Murat
Yıldırımoğlu
Nuriye Akman’ın
yazılarını hep beğenerek okuyorum. Akman, Türkiye’de az bulunur bir araştırmacı
gazetecilik örneği veriyor. Röportaj yaptığı kişilere ilişkin ciddi araşırmalar
yapıyor, bu sayede de karşısındaki kişinin
sözlerinde ve eylemlerindeki çelişkileri, gerçek dışı iddiaları bir bir ortaya
çıkartıyor.
Ne yazık ki
yukarıdaki saptamalar Nuriye Akman’ın bazı röportajları için geçerli değil. Bu
konuda beni çok rahatsız eden iki örnek vereceğim:
1-
Adnan
Kahveci’nin kardeşi ile yapılan röportaj: Bu röportajda Adnan Kahvecinin
kardeşi, ABD’deki bilmem ne enstitüsü
tarafından yüzyılın en önemli bilmem kaç bilim adamından biri seçildiğini
söylüyor. Akman da bu iddiayı olduğu gibi yazıyor. Yahu, bu adam şimdiye kadar
ne yaptı da en önemli bilim adamları arasına girdi? Söylediği enstitüyü bilen, duyan var mıdır? Böyle bir iddia nasıl
olur da araştırılmaz?
Ben size çok
büyük olasılıkla ne döndüğünü söyleyeyim: Internette oraya buraya birkaç
e-posta atan adamları takip edip “Siz yüzyılın en önemli adamları arasına dahil
edildiniz. Hazırladığımız “Yüzyılın En Önemli Adamları” kataloğuna sizi almayı
düşünüyoruz. Lütfen bize şu kadar para gönderiniz.” şeklindeki mesajlarla
onları tavlamaya çalışan birçok dolandırıcı şebeke var. Adnan Kahveci’nin
kardeşi bu şebekelerden birisi
tarafından aldatılmıştır.Eğer Akman, ilgili dökümanları isteyip de biraz
araştırsaydı o da bunun böyle olduğunu görecekti. Aynı durum Cüzzamla Savaş
Derneği başkanı olan Türkan Saylan’ın da başına geldi. Ama kendisi bunun bir
dolandırıcılık örneği olduğunu gazetelere açıklayıp dikkatli olunmasını
istemişti.
Adnan Kahvecinin
kardeşi Kuran’ı İngilizce’ye
çevirdiğini söylüyor. Çevirmiş olabilir. Ama bu da hiçbir şey demek değildir.

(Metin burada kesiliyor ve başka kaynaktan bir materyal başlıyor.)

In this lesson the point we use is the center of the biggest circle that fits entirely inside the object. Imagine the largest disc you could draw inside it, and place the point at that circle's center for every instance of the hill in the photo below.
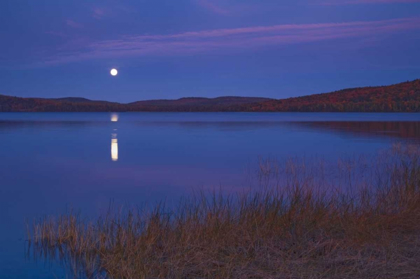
(402, 97)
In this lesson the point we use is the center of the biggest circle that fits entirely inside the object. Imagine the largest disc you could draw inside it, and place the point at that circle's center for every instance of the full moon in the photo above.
(114, 72)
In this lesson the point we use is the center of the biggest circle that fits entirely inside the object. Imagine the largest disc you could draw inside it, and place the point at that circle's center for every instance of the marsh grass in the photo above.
(361, 222)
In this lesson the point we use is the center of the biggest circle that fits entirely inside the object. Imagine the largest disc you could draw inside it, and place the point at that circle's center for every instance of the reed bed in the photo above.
(291, 227)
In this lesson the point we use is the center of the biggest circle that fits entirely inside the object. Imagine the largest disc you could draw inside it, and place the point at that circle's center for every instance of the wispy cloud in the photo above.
(211, 6)
(73, 24)
(98, 13)
(354, 2)
(233, 39)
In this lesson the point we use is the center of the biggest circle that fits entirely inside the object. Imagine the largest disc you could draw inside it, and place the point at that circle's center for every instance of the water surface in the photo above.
(53, 161)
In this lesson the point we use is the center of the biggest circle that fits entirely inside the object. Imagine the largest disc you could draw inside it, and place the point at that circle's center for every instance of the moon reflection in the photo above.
(114, 148)
(114, 117)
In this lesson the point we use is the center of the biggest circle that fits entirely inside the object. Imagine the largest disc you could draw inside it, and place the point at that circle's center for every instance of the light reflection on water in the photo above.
(114, 148)
(52, 162)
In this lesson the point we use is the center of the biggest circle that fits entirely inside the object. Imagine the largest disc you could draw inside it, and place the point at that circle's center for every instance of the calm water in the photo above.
(52, 161)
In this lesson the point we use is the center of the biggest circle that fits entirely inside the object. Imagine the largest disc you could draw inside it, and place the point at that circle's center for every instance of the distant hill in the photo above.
(402, 97)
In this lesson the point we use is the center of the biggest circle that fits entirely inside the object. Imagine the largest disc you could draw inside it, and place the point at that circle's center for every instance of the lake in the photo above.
(50, 162)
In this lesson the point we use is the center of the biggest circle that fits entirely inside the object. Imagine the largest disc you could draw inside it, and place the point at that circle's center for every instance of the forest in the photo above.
(402, 97)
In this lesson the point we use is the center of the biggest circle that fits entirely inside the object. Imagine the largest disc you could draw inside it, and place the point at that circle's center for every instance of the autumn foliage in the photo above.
(403, 97)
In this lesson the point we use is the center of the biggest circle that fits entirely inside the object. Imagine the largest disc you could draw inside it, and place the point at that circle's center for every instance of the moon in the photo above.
(114, 72)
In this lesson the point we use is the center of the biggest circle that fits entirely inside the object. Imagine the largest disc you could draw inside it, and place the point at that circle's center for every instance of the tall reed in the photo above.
(304, 222)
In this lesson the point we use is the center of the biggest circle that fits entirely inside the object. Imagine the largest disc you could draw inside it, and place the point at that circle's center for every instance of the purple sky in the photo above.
(209, 48)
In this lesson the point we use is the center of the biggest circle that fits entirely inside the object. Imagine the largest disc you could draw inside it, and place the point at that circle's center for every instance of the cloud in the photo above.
(354, 2)
(233, 39)
(73, 24)
(210, 6)
(98, 13)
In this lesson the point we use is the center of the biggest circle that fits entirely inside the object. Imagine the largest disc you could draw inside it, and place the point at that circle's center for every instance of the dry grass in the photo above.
(290, 230)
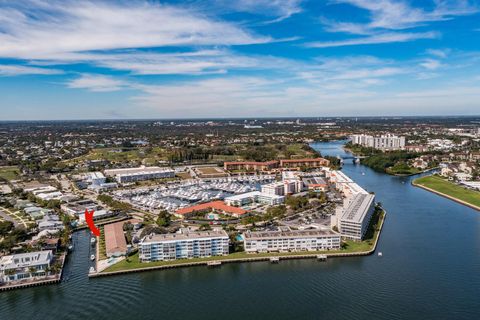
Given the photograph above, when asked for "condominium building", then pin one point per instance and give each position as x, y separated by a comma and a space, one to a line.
383, 142
183, 245
254, 197
127, 175
354, 220
24, 265
291, 240
309, 163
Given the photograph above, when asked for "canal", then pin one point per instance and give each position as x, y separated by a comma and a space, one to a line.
430, 269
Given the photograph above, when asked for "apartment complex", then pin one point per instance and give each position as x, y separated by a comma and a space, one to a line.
183, 245
308, 163
383, 142
127, 175
274, 164
354, 221
213, 206
291, 240
254, 197
24, 265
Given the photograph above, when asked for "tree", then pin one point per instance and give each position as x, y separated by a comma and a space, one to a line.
164, 219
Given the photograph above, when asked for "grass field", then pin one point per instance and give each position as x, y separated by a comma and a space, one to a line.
9, 173
449, 188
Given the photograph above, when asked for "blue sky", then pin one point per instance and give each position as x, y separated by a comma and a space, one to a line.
244, 58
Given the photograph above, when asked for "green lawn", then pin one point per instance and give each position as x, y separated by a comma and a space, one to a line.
348, 247
449, 188
9, 173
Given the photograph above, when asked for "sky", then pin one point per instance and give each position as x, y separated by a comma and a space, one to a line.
244, 58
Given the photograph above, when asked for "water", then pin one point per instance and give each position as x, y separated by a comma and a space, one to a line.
429, 270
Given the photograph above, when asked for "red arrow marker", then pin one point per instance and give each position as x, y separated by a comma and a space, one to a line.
90, 223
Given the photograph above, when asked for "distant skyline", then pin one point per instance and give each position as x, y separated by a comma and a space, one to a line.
62, 60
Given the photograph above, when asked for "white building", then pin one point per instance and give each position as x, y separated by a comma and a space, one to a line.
183, 245
291, 240
383, 142
139, 174
24, 265
50, 222
274, 188
95, 178
254, 197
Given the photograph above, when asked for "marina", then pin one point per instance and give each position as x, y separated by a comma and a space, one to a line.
174, 196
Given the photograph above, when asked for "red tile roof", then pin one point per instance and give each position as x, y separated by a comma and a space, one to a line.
217, 205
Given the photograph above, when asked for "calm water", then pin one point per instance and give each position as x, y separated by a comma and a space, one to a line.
430, 269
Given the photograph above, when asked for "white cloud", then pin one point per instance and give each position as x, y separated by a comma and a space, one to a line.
17, 70
376, 39
280, 9
398, 15
57, 30
439, 53
388, 17
97, 83
431, 64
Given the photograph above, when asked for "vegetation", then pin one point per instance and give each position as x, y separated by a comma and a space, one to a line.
114, 204
164, 219
451, 189
9, 173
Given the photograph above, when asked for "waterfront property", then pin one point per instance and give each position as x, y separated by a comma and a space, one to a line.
214, 206
115, 244
383, 142
308, 163
353, 222
126, 175
25, 265
250, 165
184, 244
254, 197
291, 240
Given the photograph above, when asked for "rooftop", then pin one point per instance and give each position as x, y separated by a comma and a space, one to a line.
216, 205
185, 235
289, 234
114, 238
358, 207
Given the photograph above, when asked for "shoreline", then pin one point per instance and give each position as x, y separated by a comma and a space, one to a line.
306, 255
41, 282
472, 206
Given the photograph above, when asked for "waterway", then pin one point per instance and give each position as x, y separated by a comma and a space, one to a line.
430, 269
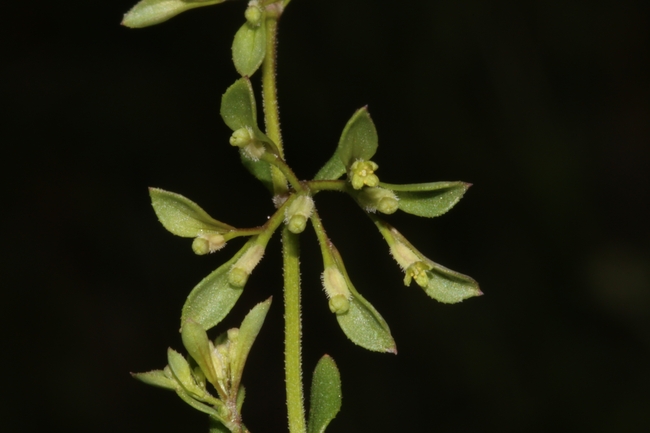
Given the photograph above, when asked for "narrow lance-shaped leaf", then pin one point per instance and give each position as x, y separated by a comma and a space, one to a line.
358, 142
183, 373
362, 323
438, 282
249, 47
156, 378
428, 199
150, 12
213, 298
248, 331
238, 108
239, 111
183, 217
325, 400
196, 341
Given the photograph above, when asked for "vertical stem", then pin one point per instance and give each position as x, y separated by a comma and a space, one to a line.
292, 329
290, 244
270, 93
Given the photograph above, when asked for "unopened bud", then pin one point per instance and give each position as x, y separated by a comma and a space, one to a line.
298, 212
339, 304
362, 173
404, 255
418, 272
208, 243
242, 137
378, 199
244, 266
254, 15
334, 283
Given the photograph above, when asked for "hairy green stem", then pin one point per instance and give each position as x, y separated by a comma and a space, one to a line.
292, 342
279, 164
323, 240
270, 94
290, 245
326, 185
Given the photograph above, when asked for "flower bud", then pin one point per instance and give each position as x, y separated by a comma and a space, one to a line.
337, 290
362, 173
417, 271
339, 304
412, 265
404, 255
254, 16
244, 266
208, 243
298, 212
242, 137
200, 246
378, 199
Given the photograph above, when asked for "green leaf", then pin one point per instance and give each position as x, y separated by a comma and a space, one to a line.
449, 286
187, 398
196, 341
364, 326
260, 169
182, 216
248, 331
428, 199
358, 141
156, 378
149, 12
442, 284
249, 48
238, 108
183, 373
325, 400
213, 298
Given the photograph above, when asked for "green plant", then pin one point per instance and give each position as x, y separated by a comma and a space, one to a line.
220, 362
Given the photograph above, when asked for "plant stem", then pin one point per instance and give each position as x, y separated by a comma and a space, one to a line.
290, 244
270, 94
292, 342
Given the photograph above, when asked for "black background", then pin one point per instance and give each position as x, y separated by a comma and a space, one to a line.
542, 105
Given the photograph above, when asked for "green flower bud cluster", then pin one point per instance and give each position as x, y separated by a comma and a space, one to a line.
242, 269
378, 199
298, 212
254, 14
244, 138
362, 173
411, 264
336, 289
208, 243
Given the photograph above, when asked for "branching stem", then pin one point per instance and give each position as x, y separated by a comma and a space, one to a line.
290, 245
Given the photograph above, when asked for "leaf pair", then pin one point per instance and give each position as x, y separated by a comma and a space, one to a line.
210, 363
438, 282
325, 400
358, 141
239, 111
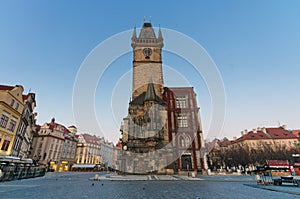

Çünkü Kuran’ın Türkçe çevirisinden daha çok İngilizce çevirisi vardır. Adnan
Kahveci, eğer dediği gibi çevirmişse bile, Kuran’ı İngilizceye çeviren ne ilk
kişidir ne de son kişidir.
(Nuriye Akman bu “En Önemli Kişiler Listesi” konusunda yalnız değil.
Radikal gazetesinin 21 Şubat 2002 tarihli sayısında benzer bir haber var:
“Britanya’daki Uluslararası Biyografi Merkezi ...Prof. Dr. Hasan Mandal’ı 21.
yüzyılın en başarılı 2 bin bilim insanından bir olarak seçti.” Tabii, yine
böyle bir merkez var mı yok mu araştıran yok. Bu ödül nasıl verilmiş, bu ödülü
alanlar arasında başka kimler var, bu soruların yanıtı da yok. Gazetecilik
yapmak ne kadar ucuzmuş meğer.)
2. Abdümelik
Fırat ile yapılan röportaj: Bu röportajın son cümlesinde Fırat şöyle söylüyor:
“Kürtler buranın yerli halkıdır, bir yerden göç gelmiş değillerdir.” Bu sözde
“Bu toprakların asıl sahibi biziz, siz misafirsiniz, güçlendiğimizde sizi
tekrar geldiğiniz yere göndereceğiz” gibi bir anlam seziyorum. Ama Nuriye Akman
herhalde hiç bir şey sezmiyor ki bu cümleyi deşmiyor, Fırat’tan açıklama
istemiyor. Bu da Akman’a hiç yakışmıyor.